According to estimates from the Centers for Disease Control and Prevention, the infection fatality rate for Americans who are 70 or older is something like 5.4 percent, compared to 0.5 percent for 50-to-69-year-olds, 0.02 percent for 20-to-49-year-olds, and 0.003 percent for people younger than 20. In other words, the risk for the oldest age group is 11 times the risk for the next oldest, 270 times the risk for 20-to-49-year-olds, and 1,800 times the risk for the youngest cohort.
Yet Los Angeles Times reporters Soumya Karlamanga and Rong-Gong Lin II, citing University of Florida epidemiologist Cindy Prins, write that “Florida’s older population might have, perhaps counterintuitively, prevented the virus from spreading as quickly as it did in California.” How so? “Young adults who socialize and mingle, either at work or in social settings, tend to spread the virus the most while older people are more cautious and stay home.”

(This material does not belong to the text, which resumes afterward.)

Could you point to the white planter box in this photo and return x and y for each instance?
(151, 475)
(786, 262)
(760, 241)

Florida, of course, is a mecca for college students on spring break, whose socializing and mingling provided ammunition for critics of DeSantis’ alleged recklessness. And despite the relative timidity of elderly Americans, they account for more than four-fifths of COVID-19 deaths in the United States. Nursing homes alone account for more than a quarter of the total death toll.